Pour définir précisément une identité, un critère seul est forcément non pertinent, même si certains le sont plus que d’autres. Sur Internet, un nom n’est pas pertinent, un prénom l’est encore moins, mais étrangement, un email ou un pseudonyme peuvent l’être beaucoup plus qu’un nom et qu’un prénom réunis. J’en reviens une fois de plus à cet article de Maître Eolas qui explique très bien que sur Internet, son pseudonyme définit mieux son identité que son nom puisqu’on sait que c’est à ce pseudonyme que les propos de son fil Twitter et de son blog sont attachés.

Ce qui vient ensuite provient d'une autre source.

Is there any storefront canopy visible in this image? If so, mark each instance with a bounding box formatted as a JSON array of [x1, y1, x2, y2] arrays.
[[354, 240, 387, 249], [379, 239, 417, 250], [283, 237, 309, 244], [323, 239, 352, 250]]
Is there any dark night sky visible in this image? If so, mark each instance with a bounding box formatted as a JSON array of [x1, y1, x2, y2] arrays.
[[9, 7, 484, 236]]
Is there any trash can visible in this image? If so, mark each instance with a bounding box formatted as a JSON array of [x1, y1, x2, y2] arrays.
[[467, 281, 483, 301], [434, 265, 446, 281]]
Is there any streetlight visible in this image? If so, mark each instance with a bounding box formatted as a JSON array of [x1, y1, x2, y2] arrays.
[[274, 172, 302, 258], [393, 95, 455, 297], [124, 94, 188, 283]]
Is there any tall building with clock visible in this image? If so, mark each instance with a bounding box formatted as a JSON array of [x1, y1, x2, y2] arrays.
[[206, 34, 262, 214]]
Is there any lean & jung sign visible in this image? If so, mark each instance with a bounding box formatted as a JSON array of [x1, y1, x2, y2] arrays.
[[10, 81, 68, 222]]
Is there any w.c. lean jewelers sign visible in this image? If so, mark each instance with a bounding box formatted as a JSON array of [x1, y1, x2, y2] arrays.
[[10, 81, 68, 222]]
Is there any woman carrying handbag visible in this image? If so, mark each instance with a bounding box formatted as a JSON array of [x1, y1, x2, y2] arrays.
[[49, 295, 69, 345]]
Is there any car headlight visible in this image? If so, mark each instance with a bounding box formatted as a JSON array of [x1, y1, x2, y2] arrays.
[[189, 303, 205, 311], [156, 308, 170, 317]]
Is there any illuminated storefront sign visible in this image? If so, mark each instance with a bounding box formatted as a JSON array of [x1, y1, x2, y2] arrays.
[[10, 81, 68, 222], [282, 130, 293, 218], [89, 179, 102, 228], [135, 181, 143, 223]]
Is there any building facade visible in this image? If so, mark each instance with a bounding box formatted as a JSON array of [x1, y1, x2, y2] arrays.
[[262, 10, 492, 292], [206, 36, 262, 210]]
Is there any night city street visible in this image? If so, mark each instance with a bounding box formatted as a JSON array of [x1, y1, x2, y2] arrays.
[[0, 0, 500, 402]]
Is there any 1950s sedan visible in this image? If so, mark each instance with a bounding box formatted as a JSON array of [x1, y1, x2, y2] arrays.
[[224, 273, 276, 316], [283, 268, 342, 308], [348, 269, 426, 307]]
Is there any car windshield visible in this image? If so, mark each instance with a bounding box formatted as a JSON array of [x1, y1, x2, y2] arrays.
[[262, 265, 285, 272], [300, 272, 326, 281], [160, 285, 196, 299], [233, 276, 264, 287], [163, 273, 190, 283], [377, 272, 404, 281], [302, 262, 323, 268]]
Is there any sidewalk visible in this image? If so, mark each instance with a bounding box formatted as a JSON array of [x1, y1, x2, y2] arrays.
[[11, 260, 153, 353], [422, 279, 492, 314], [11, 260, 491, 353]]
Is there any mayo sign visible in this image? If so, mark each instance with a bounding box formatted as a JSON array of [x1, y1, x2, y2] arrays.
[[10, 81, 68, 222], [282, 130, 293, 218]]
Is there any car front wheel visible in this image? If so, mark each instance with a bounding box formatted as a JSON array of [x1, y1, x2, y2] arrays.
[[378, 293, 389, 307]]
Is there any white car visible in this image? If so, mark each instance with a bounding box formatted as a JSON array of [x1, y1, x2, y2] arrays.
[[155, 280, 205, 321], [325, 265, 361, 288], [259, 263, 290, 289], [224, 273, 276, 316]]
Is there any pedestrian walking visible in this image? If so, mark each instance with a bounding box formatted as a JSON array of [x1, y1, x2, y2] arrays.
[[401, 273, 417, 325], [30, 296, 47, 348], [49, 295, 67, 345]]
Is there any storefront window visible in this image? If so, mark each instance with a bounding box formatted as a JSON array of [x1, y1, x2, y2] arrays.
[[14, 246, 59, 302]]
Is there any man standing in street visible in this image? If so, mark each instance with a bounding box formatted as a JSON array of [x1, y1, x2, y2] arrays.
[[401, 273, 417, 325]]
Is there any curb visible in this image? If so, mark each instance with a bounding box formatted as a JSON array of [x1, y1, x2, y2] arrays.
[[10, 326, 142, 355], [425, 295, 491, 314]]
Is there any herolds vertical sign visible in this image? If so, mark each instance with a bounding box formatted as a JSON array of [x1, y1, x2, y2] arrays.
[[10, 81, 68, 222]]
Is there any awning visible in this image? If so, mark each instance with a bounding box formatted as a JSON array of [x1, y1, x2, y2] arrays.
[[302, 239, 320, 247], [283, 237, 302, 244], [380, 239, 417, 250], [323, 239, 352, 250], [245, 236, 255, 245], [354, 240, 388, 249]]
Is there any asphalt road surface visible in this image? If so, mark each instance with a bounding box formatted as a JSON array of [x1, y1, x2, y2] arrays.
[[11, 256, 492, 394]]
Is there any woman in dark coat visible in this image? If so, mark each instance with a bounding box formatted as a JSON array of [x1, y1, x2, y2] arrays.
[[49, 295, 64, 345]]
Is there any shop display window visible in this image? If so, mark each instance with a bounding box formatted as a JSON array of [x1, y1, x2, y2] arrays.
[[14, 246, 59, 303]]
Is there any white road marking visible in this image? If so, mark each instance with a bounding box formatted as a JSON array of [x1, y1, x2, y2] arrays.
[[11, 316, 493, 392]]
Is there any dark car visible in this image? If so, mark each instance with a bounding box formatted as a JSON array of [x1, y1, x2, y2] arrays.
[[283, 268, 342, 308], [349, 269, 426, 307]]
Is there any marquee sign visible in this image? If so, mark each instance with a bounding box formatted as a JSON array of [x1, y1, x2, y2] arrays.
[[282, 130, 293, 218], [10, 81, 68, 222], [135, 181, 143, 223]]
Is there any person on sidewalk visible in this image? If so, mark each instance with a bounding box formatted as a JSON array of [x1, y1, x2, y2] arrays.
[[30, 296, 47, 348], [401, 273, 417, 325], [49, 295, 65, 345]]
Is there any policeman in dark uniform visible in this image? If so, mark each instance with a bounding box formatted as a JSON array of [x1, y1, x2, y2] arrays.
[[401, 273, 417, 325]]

Tout le monde connait son pseudonyme, tout le monde connait son blog, tout le monde connait son amour inconditionnel pour le rugby ou le curling en période de jeux olympiques d’hiver, et tout ceci nous suffit amplement pour lire son blog et échanger avec lui. Son nom et son prénom sont donc des critères non pertinents, ils ne sont pas une barrière à l’échange, à sa crédibilité, et au plaisir que nous prenons à le lire.

Internet introduit de nouveaux critères et une notion de contextualisation plus fine

Si l’email et le mot de passe sont les critères les plus admis dans notre pratique quotidienne d’Internet et du numérique en général, il existe une foule d’autres critères qui savent se faire oublier et qui ne sont pas moins pertinents, c’est la notion de métadonnées.

On identifiera plus finement monsieur untel disposant de tel téléphone chez l’opérateur bidule télécom dont le numéro de téléphone est 06 42 42 42 42, le numéro d’IMEI 42424242424242 qui appelle tel autre numéro de monsieur untel tous les vendredi à 18h30… que par son nom et son prénom. Un ancien président de la République l’a découvert à ses dépens.

La somme de l’insignifiant, ces métadonnées, se montre souvent plus précise sur l’identité d’une personne que sa carte nationale d’identité.

Si la gestion d’une identité numérique peut se borner à un mot de passe, à un email et à un pseudonyme, ce n’est pas du tout le cas de la confidentialité. La confidentialité n’est pas l’anonymat, mais la confiance que l’on a en un système donné pour y réaliser une tâche particulière en fonction d’un contexte donné. Quand on a besoin de confidentialité, tout réside dans l’art de la maîtrise des différents contextes.

Ce que l’on peut déduire de ce premier postulat

On se rend compte qu’un pseudonyme, c’est un élément d’identification supplémentaire, là où l’anonymat vise lui à réduire au minimum tout élément d’identification. L’anonymat induit de la confiance, toute identification est un vecteur de défiance qui réussit un coup de maître sur Internet : donner un (faux) sentiment de confiance.

Un individu aura une confiance naturelle en son identité déclarative (ce qu’il dit être), il contrôlera au moins son identité agissante, c’est à dire ses actions en fonction de cette identité déclarative (ce qu’il fait), mais commettra souvent l’erreur d’omettre la somme de ses métadonnées, son identité calculée ou corrélée.

L’usage d’Internet et des technologies numériques en général ont ajouté une couche de complexité à des concepts que nous maîtrisions pourtant naturellement. Cette complexité peut donner plus de libertés, comme elle peut restreindre nos libertés si on se refuse à faire l’effort de l’affronter.